DRIVING DOWN THE ON RESISTANCE OF SILICON CARBIDE TRANSISTORS
UnitedSiC has launched four silicon carbide SiC transistors with the world’s lowest on resistance RDS(on) to open up new applications.
“What we are doing is pretty incredible for the industry with an on resistance on under 10 mΩ in a standard package,” said Chris Dries, CEO of United SIC, talking to eeNews Power. “This is a real milestone for United SiC. The flagship market for us is electric vehicles, particularly in traction, but circuit protection is a new area now enabled by the low rds on,” he said.
Of the four new SiC FET devices, one is rated at 650V with RDS(on) of 7 mΩ and three rated at 1200V with RDS(on) of 9 and 16 mΩ. These are available in a TO247 package with three or four pins.
“This is an extension of the third generation platform – the maturation of the process in the fab enables us to go to these large die at high volume” said Dries. “We have created two different types of FET depending on the switching speeds – the UJ3C is general purpose that is easy as a drop in replacement, while the UF fast parts are designed for high performance hard switched.”

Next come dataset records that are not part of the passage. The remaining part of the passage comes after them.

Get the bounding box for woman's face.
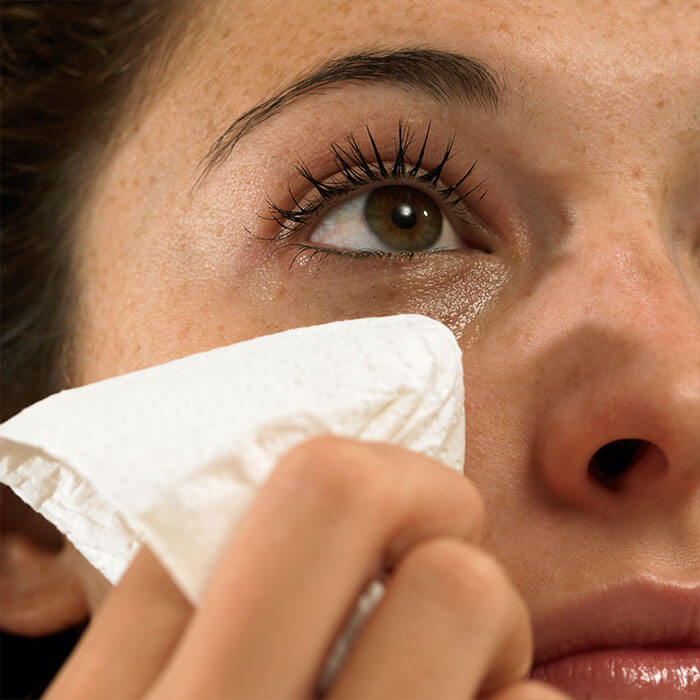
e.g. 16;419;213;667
69;0;700;692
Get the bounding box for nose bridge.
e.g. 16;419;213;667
564;213;700;364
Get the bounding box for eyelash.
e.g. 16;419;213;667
248;120;487;269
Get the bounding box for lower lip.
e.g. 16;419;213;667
530;647;700;700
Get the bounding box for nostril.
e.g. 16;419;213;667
588;440;650;490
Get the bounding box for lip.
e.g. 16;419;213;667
533;580;700;665
529;579;700;698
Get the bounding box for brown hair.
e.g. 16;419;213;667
0;0;187;420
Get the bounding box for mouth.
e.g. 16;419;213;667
529;581;700;700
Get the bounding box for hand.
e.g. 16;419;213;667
46;437;565;700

This comes from the design of the parts, which uses a silicon MOSFET, or cascode, alongside a JFET built in silicon carbide.
The silicon cascode MOSFET that we make is stacked on top of the JFET,” he said. “The way we are able to do it is because the underlying technology of the JFET – RDS(on) per unit area – at 1200V our specific on resistance is half at 1200V and at 650V is a quarter. That’s the key differentiator that allow us to do this where other cannot.”
“The problem with SiC is that it does not like to form a gate oxide,” said Dries. “What we have done is use the perfect oxide of silicon as the gate interface and then we have the SiC JFET with the lowest specific rds on, so we optimise the performance of both FETs. Its really hard to do it successfully but once you can it’s the best way,” he added.
While the 4pin versions are aimed at high frequency switching, the three pin versions are drop in replacements for silicon IGBTs.
The 3pin version is to directly replace CoolMOS [devices from Infineon] in low RDS on designs. Designers can move from 2.2, 2.4kW to 3kW by replacing CoolMOS silicon with drop in SiC. Most SiC MOSFETs need a negative gate drive from -4 or -5V to +15 or 20V, but we design the gates so they are clamped at -20V so we can be pin for pin compatible with silicon IGBTs.”
Thermal management is a key part of the new devices. “What we do is silver sinter the die to the lead frame using die attach technology that allows us to get the heat out of the package. We can do a three lead (3L) package but the di/dt necessitates a four pin kelvin connected package,” he said. “In the SiC industry we all have this four lead package – Infineon, Cree, ST all have it – the switching performance is far superior and we try to steer customers to it. Those parts can run at over 100A in a TO247 package.